Original Article: http://therumpus.net/2011/12/dear-sugar-the-rumpus-advice-column-91-a-big-life/

This article deeply resonated within me. I have had the best of both worlds. I was given the opportunity to travel the world, to open my eyes and get out of my comfort zone infinite time. Simultaneously, I have had my fair share of Sugar’s frustrations. My first job was in 6th grade when I helped out with my neighbor’s in-home nursery 3 times a week. I start working part-time a month after my 14th birthday, and stayed at that startup throughout high school. After I started college, I would BART the 14 stops to Fremont and transfer 2 buses every Friday to clock in my weekly 8 hours. Until it went bankrupt 6 years and 5 days from the day I started. On the side, I’ve consistently worked 2-3 jobs on the side to support myself financially. While my parents contributed room & board in high school and   helped me out with educational expenses in college, I was financially responsible for pretty much everything else in my life.

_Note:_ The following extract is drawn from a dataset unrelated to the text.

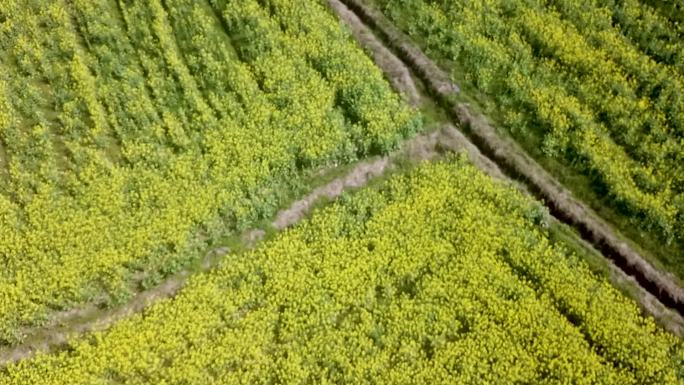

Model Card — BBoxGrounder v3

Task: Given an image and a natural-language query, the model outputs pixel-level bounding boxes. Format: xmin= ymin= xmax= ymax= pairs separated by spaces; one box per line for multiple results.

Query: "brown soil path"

I was dealt a good set of cards. Grants, scholarships, and loans made my exchange abroad in Hong Kong possible. My savings from my jobs supported the rest of my traveling, shopping hauls, and daily expenditures. Every day I see my bank account drop sadly since I currently have no income. But its all worth it.

Travelling and going to see all these new exotic places isn’t the biggest reward. Its the wisdom and appreciation you gain when you meet people from all walks of life and learn about their stories. When you walk outside of your bubble and look into your old life from a fresh perspective. The discipline and budgeting aptitude you gain when you are traveling on a limited budget and trying to make the most of your time. The satisfaction that you were able to pay for all of it with those long hard hours of slaving away in a cubicle…or half of one.

I will be embarking on the journey to pay back my hefty student loans soon. But every penny has been worth it, because I received a hell of an education no money can ever buy.